Professor Phillip Haberkern invited me to assist him in the Summer 2014 semester by teaching a portion of his new course offering. Students in this class explored how Europe became what it is today through its interactions with other parts of the world. My job was to deliver one lecture and facilitate learning about imperialism in Africa with special focus on the missionary endeavor. To prepare for the lecture students read excerpts from Joseph Conrad, David Livingstone, and Robert Moffat which we then analyzed as a way to understand how nineteenth-century European readers of these texts shaped their own identities by conceiving of Africa and Africans in stark contrast to themselves. Professor Haberkern and I also led students in exploring visual sources at the Boston Museum of Fine Arts as a way to open up a critical lens for seeing the European interaction with the Islamic world. In their writing assignments that followed, students elaborated on how these interactions shaped Europe as a place, a people, and a concept.

History of International Relations, 1900-1945
Teaching Fellow, Boston University, Fall 2013

Working with three other graduate students, I assisted Professor William Keylor in teaching this popular course which surveys world diplomatic histories across the early twentieth century. In addition to hosting office hours, I held two weekly discussion sections where I facilitated student debates of such complex and important international relations as the creation of the Middle East Mandates after WW I and American foreign policy in Latin America under Teddy Roosevelt.

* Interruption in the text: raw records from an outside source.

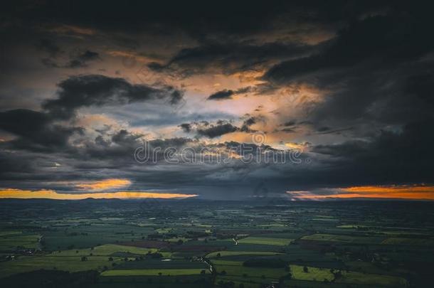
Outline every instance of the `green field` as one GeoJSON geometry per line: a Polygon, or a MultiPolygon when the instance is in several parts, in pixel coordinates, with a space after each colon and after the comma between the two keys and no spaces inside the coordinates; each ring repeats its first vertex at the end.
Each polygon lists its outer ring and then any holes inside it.
{"type": "Polygon", "coordinates": [[[204,269],[146,269],[146,270],[117,270],[105,271],[101,276],[177,276],[201,274],[202,271],[209,273],[204,269]]]}
{"type": "Polygon", "coordinates": [[[218,254],[220,253],[221,257],[225,256],[238,256],[238,255],[278,255],[282,253],[277,253],[274,252],[265,252],[265,251],[216,251],[209,253],[206,255],[208,258],[213,258],[218,257],[218,254]]]}
{"type": "Polygon", "coordinates": [[[40,235],[22,235],[19,233],[6,234],[0,238],[0,251],[14,250],[17,247],[36,249],[40,246],[40,235]]]}
{"type": "Polygon", "coordinates": [[[259,244],[269,245],[285,246],[289,245],[294,239],[269,238],[265,237],[247,237],[240,239],[240,244],[259,244]]]}
{"type": "Polygon", "coordinates": [[[334,278],[329,269],[307,267],[308,272],[305,272],[303,267],[301,265],[290,265],[292,278],[308,281],[324,281],[324,279],[332,281],[334,278]]]}
{"type": "Polygon", "coordinates": [[[418,245],[418,246],[433,246],[434,239],[431,238],[403,238],[393,237],[385,239],[381,244],[394,245],[418,245]]]}
{"type": "Polygon", "coordinates": [[[313,241],[340,242],[353,244],[380,244],[384,240],[384,238],[317,233],[303,236],[302,238],[302,240],[313,241]]]}

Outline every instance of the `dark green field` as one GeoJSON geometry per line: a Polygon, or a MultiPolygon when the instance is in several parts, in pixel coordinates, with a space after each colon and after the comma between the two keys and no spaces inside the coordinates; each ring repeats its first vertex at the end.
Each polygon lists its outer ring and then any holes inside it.
{"type": "Polygon", "coordinates": [[[431,203],[0,206],[1,287],[411,287],[434,280],[431,203]]]}

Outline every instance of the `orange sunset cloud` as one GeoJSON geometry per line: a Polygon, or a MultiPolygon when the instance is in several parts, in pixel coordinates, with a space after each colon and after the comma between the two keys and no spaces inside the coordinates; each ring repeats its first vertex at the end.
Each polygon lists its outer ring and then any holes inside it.
{"type": "Polygon", "coordinates": [[[95,199],[128,199],[128,198],[183,198],[196,197],[196,194],[180,194],[170,193],[152,193],[142,191],[120,191],[108,193],[87,193],[83,194],[59,193],[53,190],[0,190],[0,198],[46,198],[57,200],[81,200],[88,198],[95,199]]]}
{"type": "Polygon", "coordinates": [[[93,181],[77,184],[76,187],[80,190],[102,191],[108,189],[119,189],[131,185],[127,179],[106,179],[100,181],[93,181]]]}
{"type": "Polygon", "coordinates": [[[423,184],[353,186],[337,190],[339,193],[327,195],[316,195],[307,191],[287,191],[287,193],[296,199],[312,200],[356,198],[434,200],[434,186],[423,184]]]}

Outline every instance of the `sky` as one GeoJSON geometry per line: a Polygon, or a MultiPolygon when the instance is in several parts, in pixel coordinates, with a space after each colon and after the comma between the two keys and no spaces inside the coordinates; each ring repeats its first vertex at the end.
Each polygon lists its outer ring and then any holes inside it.
{"type": "Polygon", "coordinates": [[[432,8],[2,4],[0,198],[434,200],[432,8]]]}

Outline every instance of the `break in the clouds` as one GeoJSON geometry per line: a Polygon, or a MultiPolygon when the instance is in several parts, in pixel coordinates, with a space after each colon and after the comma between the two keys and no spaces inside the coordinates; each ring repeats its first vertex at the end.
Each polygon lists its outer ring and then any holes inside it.
{"type": "Polygon", "coordinates": [[[5,4],[0,192],[430,198],[431,11],[401,1],[5,4]],[[146,145],[154,154],[140,163],[146,145]],[[261,161],[242,161],[246,151],[261,161]],[[275,151],[289,161],[262,161],[275,151]]]}

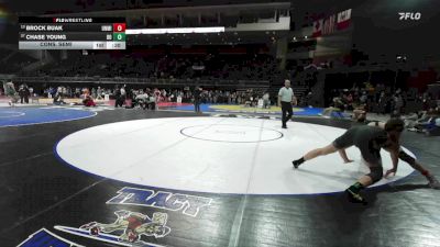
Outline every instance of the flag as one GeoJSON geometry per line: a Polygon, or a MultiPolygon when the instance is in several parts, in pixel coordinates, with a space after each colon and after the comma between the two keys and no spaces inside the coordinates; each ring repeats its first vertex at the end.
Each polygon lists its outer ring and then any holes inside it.
{"type": "Polygon", "coordinates": [[[314,37],[318,37],[322,35],[322,19],[317,20],[314,22],[314,33],[311,34],[311,36],[314,37]]]}
{"type": "Polygon", "coordinates": [[[338,30],[344,30],[349,27],[350,22],[351,22],[351,9],[338,13],[338,21],[337,21],[338,30]]]}

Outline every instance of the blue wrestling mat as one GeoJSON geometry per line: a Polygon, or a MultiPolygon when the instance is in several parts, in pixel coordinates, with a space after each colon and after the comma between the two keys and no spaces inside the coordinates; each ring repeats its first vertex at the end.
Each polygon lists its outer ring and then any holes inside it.
{"type": "Polygon", "coordinates": [[[67,108],[0,108],[0,127],[73,121],[96,114],[67,108]]]}

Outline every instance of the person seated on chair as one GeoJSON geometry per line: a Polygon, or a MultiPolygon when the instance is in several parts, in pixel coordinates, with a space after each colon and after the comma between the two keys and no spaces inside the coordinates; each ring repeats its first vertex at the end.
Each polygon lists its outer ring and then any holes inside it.
{"type": "Polygon", "coordinates": [[[87,108],[96,106],[96,103],[95,103],[94,99],[91,98],[91,96],[86,96],[86,99],[82,100],[82,104],[87,108]]]}
{"type": "Polygon", "coordinates": [[[54,100],[53,103],[56,105],[63,105],[66,104],[66,102],[63,101],[63,93],[61,93],[59,91],[57,91],[54,96],[54,100]]]}

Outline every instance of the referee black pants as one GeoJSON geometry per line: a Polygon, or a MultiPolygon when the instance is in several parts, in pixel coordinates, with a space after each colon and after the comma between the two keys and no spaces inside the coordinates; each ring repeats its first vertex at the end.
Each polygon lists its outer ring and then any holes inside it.
{"type": "Polygon", "coordinates": [[[286,126],[287,121],[289,121],[294,115],[292,102],[282,101],[282,111],[283,111],[283,119],[282,119],[283,126],[286,126]]]}

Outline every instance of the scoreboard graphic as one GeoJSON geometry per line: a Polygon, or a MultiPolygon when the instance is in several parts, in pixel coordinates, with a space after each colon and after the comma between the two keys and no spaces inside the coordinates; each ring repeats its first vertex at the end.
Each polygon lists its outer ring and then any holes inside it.
{"type": "Polygon", "coordinates": [[[19,18],[20,49],[125,49],[124,18],[19,18]]]}

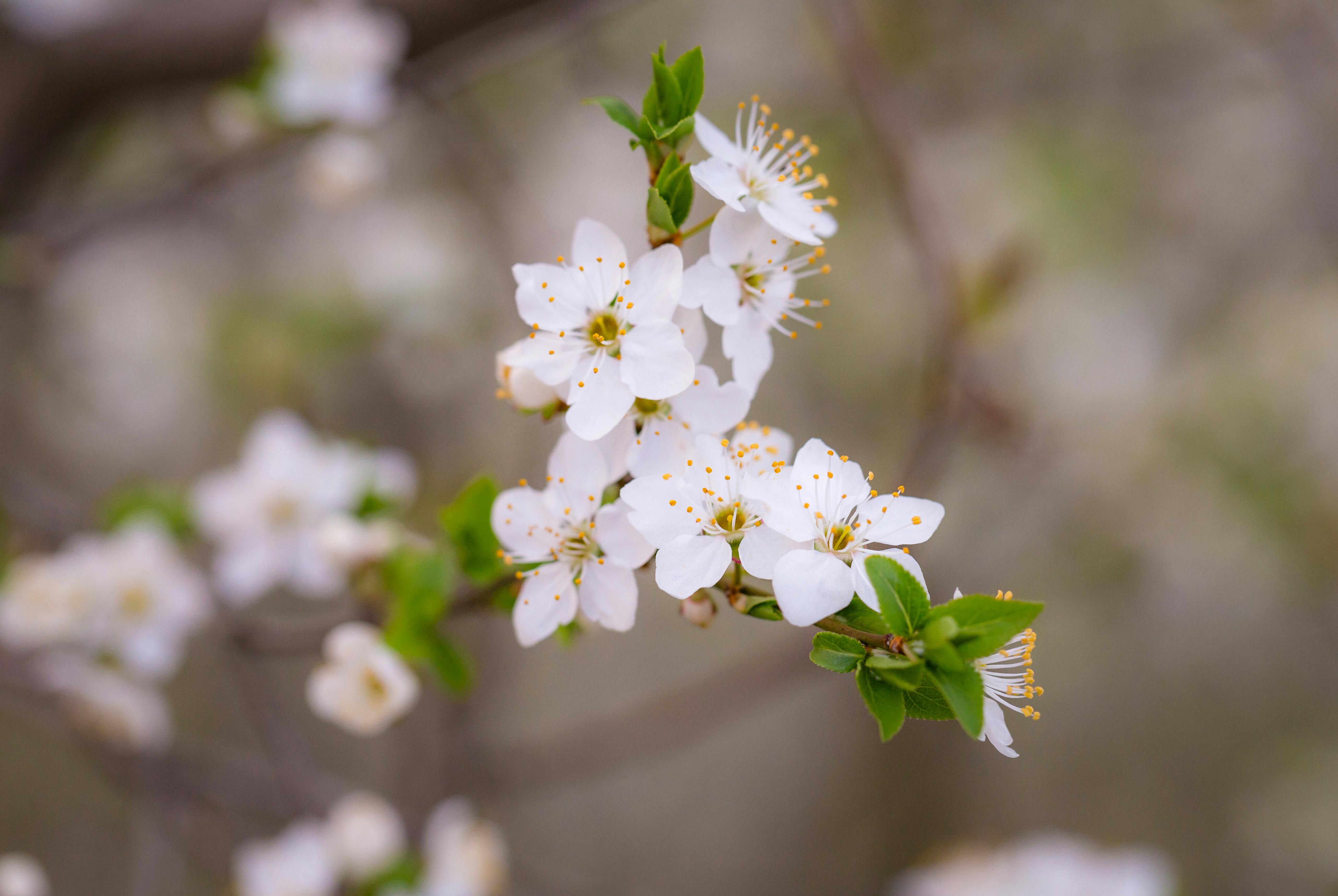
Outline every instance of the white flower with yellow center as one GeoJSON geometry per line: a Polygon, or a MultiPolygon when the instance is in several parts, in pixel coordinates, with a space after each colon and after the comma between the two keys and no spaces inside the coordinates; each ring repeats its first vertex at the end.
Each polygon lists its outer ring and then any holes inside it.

English Language and Literature
English Teacher, Tsoelike High School, Lesotho, 2007-2009

As a United States Peace Corps Volunteer in rural Lesotho (southern Africa), I taught English and math to the same group of fifty-six students for two years. Using limited resources to teach this group of English Language Learners (ELL), I developed in-class activities designed to empower all students, even those with minimal literacy skills. For instance, after arranging the class into small groups, students took turns defining a given English word to their group-mates who then had to guess the word based on the verbal clues. I facilitated this activity, which became a student favorite, through multiple timed rounds to shift the responsibilities within the groups. Apart from participatory approaches to teaching, and in a less glamorous part of the job, I prepared my students at Tsoelike for a national high-stakes examination by leading writing and reading drills aimed at improving their responses to exam questions within time constraints. Outside of the classroom, I served as the class (administrative) teacher for this group while also working with a group of students to create a new school library that was supported by the African Library Project, an international organization committed to promoting literacy.

United States & World History; Community Service Learning
History Teacher, Longmeadow High School, Longmeadow, MA, 2004-2007

Over the course of three school years as a high school teacher I taught World History, 450 C.E. – 1800 to freshmen, World History, 1800-Present to sophomores, US History, 1865-Present to juniors, and a senior elective, which I designed, called Community Service Learning. At the forefront of my approach, I planned and executed courses to stimulate student interest, enhance critical thinking, improve reading and writing skills, and foster interest in the humanities. My methods included primary source analysis, digital research, historical literature and film, and structured debates. As an example of both approach and method, I often had students respond to various writing prompts in class, ranging from thirty minute essays about the previous week’s theme to five minute open responses about a historical artifact, or a particular image or text projected on a screen. In addition to my instructional and administrative duties, the daily interactions with my students as a teacher, advisor, and mentor were the most gratifying experiences of the job. My knowledge of curriculum building, broad-based historical content, and diverse teaching methods grew from my work at the high school level.